When a variable passes out of scope is the memory freed up in the same way that the dynamic memory would be with delete |
This is true. Sorta. See info about the stack at the end of this post.
I have also read that when a dynamically allocated variable passes from scope its memory is released without having to use the keyword delete |
This is false. One of the entire reasons you'd want to use dynamic memory is the ability to control it's lifetime. It does
not automatically delete itself. You must do it or it stays allocated forever (or really until the program ends).
Other languages (C#, Java), have a garbage collector which gets rid of dynamically allocated memory that is no longer in use, but
C and C++ do not.
would it not be more efficient to use dynamic memory, use a pointer, and then free the memory up with delete immediately when and after I need the memory location? |
No that would not be more efficient because memory allocation is a more complex task than that.
How it works with locally allocated variables is there's a stack.
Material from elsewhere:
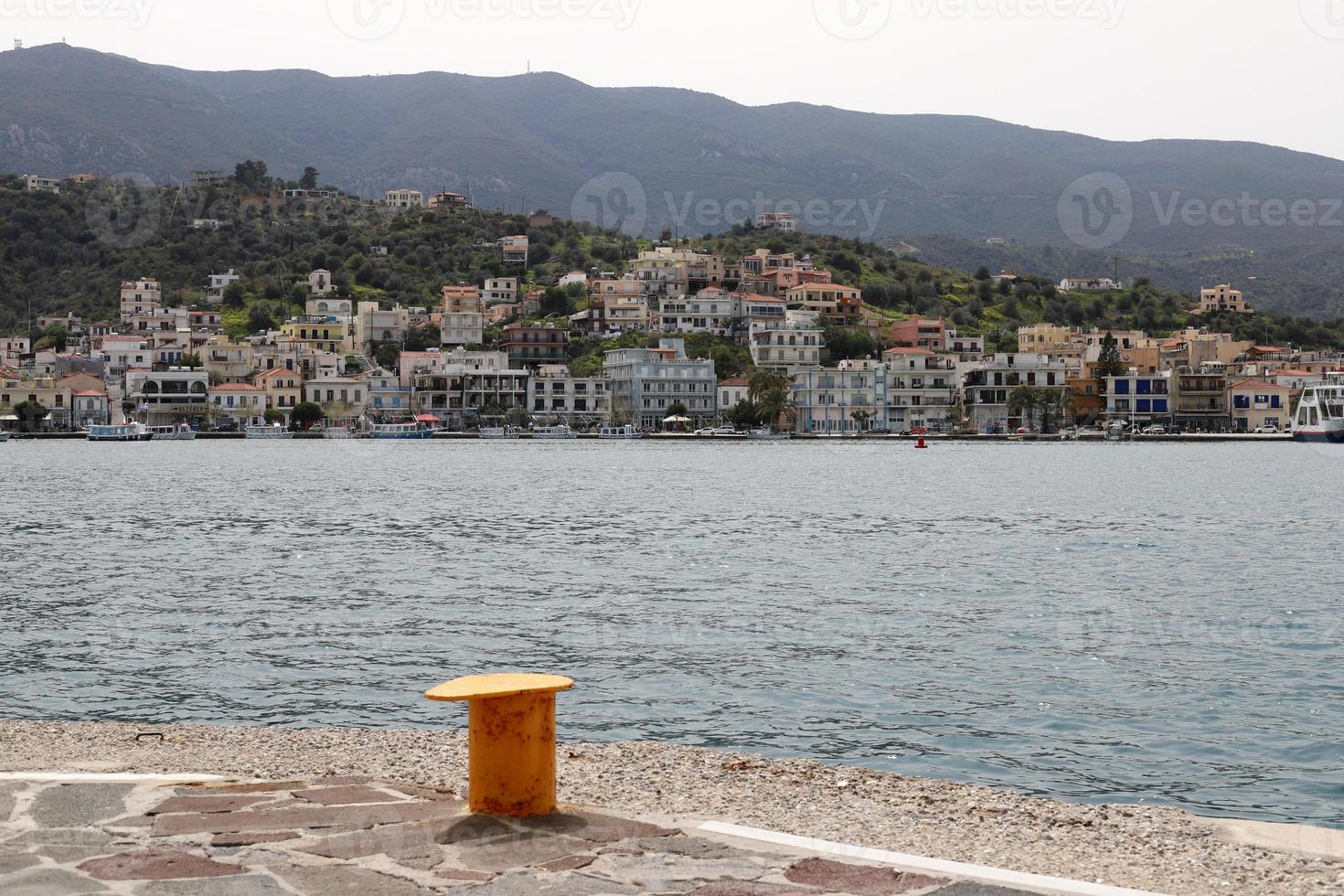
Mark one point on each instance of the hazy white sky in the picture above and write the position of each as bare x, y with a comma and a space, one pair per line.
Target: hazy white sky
1263, 70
Your program has a bunch of stack space allocated for it when it starts up. And whenever you enter a function, all the local vars that function uses go on the stack.
So as you get deeper and deeper in function calls, you use more and more of the stack. But as you exit those functions, you get that stack space back.
Note that all this memory is allocated up-front. So putting it on/off the stack doesn't really allocate new space, it just uses the space that's already there.
Therefore, as long as you don't exceed your stack space (which is actually hard to do unless you put really, really large objects/arrays on the stack) -- then putting things on the stack is harmless.